BY MICHAEL EISENSTEIN
Daily Sports Editor
Published January 13, 2009
After the Michigan hockey team’s 5-1 win over Miami (Ohio) on Friday, junior acting captain Chris Summers was quick to explain his and fellow linemate freshman Brandon Burlon’s offensive success from the blue line.
More like this
The two defensemen notched the game's first two tallies, which gave the Wolverines an insurmountable lead less than four minutes into the first period on their way to posting a combined plus-six rating. Burlon also added an assist.
“I teach him everything he knows,” Summers said with a laugh, while Burlon sat a couple chairs away.
The chemistry between the duo has translated seamlessly onto the ice. Burlon and Summers have skated together for the past eight games, amassing an impressive five goals, nine assists and a plus-21 rating.

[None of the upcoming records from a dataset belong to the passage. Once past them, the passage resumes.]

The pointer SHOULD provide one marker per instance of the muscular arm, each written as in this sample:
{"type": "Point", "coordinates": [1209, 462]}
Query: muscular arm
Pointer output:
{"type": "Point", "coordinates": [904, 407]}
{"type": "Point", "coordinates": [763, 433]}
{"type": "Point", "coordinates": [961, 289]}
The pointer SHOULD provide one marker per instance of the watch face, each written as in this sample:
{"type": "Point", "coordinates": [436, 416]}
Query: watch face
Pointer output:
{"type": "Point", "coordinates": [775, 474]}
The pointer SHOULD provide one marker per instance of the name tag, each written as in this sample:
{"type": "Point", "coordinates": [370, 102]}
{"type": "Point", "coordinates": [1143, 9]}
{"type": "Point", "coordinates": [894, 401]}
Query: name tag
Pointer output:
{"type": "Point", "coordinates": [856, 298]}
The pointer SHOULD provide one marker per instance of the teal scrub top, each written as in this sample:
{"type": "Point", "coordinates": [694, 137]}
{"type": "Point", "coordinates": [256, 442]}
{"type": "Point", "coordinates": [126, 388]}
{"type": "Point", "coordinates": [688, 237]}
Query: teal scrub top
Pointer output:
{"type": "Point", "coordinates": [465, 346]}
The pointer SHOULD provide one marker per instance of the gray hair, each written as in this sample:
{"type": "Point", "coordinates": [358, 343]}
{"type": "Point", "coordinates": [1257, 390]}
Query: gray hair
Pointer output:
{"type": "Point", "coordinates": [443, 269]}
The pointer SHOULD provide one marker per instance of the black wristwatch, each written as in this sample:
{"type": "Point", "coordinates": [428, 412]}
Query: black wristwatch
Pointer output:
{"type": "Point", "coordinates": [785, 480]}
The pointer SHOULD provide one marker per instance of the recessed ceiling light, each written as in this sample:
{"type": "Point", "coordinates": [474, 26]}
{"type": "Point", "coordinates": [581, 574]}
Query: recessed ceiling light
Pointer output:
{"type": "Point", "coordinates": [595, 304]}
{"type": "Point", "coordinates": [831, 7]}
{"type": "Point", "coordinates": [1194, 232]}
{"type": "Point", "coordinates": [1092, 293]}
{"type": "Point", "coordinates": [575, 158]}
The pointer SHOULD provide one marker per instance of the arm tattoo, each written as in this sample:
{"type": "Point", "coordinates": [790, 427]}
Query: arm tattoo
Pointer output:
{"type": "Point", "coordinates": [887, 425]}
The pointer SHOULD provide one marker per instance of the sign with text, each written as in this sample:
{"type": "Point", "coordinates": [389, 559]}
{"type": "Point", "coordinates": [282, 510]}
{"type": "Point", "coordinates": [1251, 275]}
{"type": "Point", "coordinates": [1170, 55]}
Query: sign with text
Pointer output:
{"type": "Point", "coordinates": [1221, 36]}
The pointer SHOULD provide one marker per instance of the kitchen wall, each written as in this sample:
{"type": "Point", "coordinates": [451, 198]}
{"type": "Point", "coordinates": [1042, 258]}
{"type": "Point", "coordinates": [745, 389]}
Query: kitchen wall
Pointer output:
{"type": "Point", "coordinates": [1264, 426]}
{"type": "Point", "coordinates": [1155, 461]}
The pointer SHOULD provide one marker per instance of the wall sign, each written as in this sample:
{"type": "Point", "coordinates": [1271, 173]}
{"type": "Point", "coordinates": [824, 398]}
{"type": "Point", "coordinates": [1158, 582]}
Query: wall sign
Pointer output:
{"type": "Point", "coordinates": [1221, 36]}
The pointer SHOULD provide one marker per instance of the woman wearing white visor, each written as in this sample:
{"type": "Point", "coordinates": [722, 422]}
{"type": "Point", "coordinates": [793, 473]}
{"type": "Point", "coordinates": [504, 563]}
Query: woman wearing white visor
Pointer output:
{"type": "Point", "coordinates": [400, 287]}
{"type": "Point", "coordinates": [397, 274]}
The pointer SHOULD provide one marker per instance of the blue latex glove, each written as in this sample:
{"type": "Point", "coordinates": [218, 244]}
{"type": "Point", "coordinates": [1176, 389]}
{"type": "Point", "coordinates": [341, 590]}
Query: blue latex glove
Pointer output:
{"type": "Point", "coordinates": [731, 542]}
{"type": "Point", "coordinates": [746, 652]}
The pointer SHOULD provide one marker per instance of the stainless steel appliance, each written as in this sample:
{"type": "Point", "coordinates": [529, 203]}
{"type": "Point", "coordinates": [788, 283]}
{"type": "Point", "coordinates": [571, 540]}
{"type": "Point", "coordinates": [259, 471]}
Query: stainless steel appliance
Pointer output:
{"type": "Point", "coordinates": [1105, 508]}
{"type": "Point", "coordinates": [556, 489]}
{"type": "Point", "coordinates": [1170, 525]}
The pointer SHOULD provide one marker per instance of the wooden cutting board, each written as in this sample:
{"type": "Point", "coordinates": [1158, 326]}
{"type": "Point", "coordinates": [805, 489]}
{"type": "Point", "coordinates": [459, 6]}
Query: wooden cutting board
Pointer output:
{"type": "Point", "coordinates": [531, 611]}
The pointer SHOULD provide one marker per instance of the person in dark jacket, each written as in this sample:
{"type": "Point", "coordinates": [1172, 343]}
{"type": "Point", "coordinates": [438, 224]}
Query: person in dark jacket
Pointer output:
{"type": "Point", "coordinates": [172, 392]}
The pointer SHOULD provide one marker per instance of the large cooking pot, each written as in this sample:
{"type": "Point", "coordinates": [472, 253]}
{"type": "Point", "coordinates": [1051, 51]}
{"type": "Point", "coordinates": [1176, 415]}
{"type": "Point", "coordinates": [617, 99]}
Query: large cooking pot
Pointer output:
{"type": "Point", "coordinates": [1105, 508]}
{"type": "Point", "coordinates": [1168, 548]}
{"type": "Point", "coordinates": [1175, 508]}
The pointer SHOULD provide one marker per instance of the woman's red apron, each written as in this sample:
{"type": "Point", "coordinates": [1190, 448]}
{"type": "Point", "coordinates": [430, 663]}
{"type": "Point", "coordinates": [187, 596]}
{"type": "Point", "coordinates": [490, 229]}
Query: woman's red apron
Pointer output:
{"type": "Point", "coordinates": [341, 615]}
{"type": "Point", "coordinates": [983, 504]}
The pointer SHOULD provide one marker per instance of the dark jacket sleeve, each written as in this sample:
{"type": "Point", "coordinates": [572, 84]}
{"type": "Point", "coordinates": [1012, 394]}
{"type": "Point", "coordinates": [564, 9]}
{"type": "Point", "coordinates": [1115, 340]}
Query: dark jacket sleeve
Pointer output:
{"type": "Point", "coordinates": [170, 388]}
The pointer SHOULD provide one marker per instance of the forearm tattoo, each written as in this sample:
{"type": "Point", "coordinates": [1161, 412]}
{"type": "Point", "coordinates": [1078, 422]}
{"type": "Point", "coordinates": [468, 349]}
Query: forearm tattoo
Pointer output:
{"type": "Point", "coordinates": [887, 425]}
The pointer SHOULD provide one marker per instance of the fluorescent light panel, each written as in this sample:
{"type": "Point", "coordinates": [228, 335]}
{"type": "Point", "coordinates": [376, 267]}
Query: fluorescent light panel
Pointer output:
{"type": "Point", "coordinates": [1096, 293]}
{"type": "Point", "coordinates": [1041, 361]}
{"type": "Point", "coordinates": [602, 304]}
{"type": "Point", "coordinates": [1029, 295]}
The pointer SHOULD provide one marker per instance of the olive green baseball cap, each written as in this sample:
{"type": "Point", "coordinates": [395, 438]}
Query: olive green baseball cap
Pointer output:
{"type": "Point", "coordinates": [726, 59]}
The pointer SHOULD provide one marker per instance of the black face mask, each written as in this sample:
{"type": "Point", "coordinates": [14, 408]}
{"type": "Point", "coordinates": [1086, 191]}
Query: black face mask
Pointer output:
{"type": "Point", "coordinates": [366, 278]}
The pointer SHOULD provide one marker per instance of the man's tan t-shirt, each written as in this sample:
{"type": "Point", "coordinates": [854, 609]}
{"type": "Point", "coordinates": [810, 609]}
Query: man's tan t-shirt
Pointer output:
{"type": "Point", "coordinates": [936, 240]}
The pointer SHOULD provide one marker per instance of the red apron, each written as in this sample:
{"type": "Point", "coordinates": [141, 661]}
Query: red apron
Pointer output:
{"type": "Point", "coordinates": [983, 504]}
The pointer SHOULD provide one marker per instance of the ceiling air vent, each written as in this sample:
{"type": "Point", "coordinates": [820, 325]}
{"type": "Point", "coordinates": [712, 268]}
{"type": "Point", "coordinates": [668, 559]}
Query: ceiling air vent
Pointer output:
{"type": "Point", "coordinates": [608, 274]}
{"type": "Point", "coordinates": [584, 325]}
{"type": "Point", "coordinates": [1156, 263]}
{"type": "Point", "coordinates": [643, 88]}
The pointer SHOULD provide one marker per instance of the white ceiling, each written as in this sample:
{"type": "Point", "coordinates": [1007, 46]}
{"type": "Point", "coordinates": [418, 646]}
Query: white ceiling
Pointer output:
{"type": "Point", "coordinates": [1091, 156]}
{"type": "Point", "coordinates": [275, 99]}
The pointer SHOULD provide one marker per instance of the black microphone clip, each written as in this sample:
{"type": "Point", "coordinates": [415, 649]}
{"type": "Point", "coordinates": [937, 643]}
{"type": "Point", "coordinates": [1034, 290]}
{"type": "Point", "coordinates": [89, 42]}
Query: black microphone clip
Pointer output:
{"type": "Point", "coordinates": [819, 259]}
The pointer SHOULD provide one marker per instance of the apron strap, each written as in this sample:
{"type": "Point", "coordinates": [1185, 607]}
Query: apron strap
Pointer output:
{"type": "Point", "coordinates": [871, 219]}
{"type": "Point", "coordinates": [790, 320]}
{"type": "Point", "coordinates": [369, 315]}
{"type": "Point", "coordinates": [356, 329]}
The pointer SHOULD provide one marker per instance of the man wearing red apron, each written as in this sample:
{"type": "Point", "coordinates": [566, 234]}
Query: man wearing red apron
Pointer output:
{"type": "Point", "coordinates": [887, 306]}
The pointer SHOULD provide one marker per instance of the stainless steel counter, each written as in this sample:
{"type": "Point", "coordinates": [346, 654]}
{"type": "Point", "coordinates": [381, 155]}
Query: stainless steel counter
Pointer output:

“You have two intelligent players, first off, and they both obviously like to join the rush and get involved offensively,” Michigan assistant coach Billy Powers said. “But they’re doing a good job of playing off each other.
“No question that they’ve sparked. They’ve hit it off, chemistry-wise.”
Burlon’s and Summers’s offensive games naturally complement each other — Burlon prefers to puck handle, while Summers likes to skate with the puck. And Powers said each is very good at playing it safe defensively when the other joins the offensive rush.
But while their chemistry has resulted in very solid offensive statistics, their back-and-forth communication has also helped the rest of the team’s defensive play each weekend.
“That’s really evident during the game," Summers said. "We’ve practiced it in practice, and we try to talk to (goalie Bryan) Hogan and the centers, make sure everyone's talking when we have to go. We play off each other.”
At the very beginning of the season, both Burlon and Summers were thrown into unexpected situations. Burlon, an Ontario native, got a late start to the year when he sat out eight games with an ankle injury.
Summers, on the other hand, was given with added responsibility after captain Mark Mitera tore his anterior cruciate ligament in the season opener. Summers was preparing to move to forward in the preseason, but Mitera’s serious injury forced the junior back to the blue line, while also adjusting to his promotion from alternate to acting captain.
Yet despite the obstacles, Summers, the Phoenix Coyotes’ 2006 first-round NHL draft pick, continued to improve on defense. He now “might be the best defenseman in this league,” according to Powers.
And Burlon, the New Jersey Devils’ 2008 second-round pick, who Powers describes as “a very, very, very intelligent hockey player,” has matured quickly as a player since becoming a Wolverine.
So when the two came together, Summers’s impact on Burlon and the resulting chemistry was not surprising.
“Playing with a young freshman, he's bringing him along,” Michigan coach Red Berenson said. “They’re giving us a defense pair we have a lot of confidence in.”
And Burlon is enjoying the experience of learning from the team’s most seasoned healthy blueliner.
“He’s done a great job of taking me under his wing, showing me the ins and outs and where I'm going wrong and complimenting me when I'm doing things right," Burlon said. "I look up to a guy like him."
“Hopefully, we stay together and keep doing the things we've been doing.”